Another type of functionality that manifests problems similar to those discussed above involves MERGE-type operations. Whereas the INSERT and UPDATE statements are used to insert or update a single row of a table, respectively, a MERGE-type operation uses decisional logic to determine whether to merge a row from a first table into the row of a second table. An example of this type of operation is the MERGE statement supported by databases commercially available from the Oracle Corporation. As is the case with the INSERT and UPDATE statements, a user employing a MERGE statement is required to provide code for both a test condition, and code for each of the two alternative paths that may be taken following the test condition. As described above, this increases the complexity of the application, and makes testing more time-consuming and difficult.
The above-described problems have not been addressed because of the difficulty associated with providing a generic approach that is able to change a database from any one of multiple possible states to a second known state. This can best be understood by re-considering the distinctions between the INSERT and UPDATE statements. When an INSERT statement is executed, data is provided for each of the columns of the database, since each column will be “empty” at the time of record creation.

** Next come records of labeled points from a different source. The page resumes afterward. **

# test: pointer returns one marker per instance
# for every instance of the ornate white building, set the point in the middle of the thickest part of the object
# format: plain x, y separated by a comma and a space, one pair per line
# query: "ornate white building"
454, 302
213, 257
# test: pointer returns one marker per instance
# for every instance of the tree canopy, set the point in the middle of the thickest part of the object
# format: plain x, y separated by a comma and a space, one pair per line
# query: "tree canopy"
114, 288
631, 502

In contrast, when an UPDATE statement is executed, it is generally desirable to provide data for only the selected columns that are to be modified, leaving the remaining columns unchanged. Without prior knowledge as to the database state, it cannot be determined which of these approaches should be used, and no generic solution has been devised that can equally apply to either type of situation.
Yet another related problem associated with transforming a database from a first unknown state to a second known state involves the prior art locking mechanisms that are associated with data retrieval in a DBMS. Generally, when a data retrieval operation such as a SELECT is initiated to read a record, a READ lock is activated on that record. This READ lock allows the transaction to read from, but not update, the record. After the SELECT is completed, that READ lock is deactivated.
As noted above, a SELECT is often performed to attempt to read the contents of a record. Thereafter, some decisional logic is executed to determine whether to issue an UPDATE or an INSERT statement for the record. Before the UPDATE or INSERT statement can actually be executed, however, a WRITE lock must be requested and obtained for the target record. This will allow the transaction that obtained the lock to both read from, and write to, that record. However, it is possible that between the time the SELECT was issued and the WRITE lock is requested, some other transaction was able to acquire a WRITE lock on the same target record, preventing the original transaction from continuing execution. When execution does resume on that transaction, the SELECT operation must be re-executed, since the contents (and even the very existence) of the record can no longer be assumed. This is a time-consuming process.
What is needed, therefore, is an improved system and method for addressing the foregoing problems associated with transitioning a database from a first unknown state to a second state.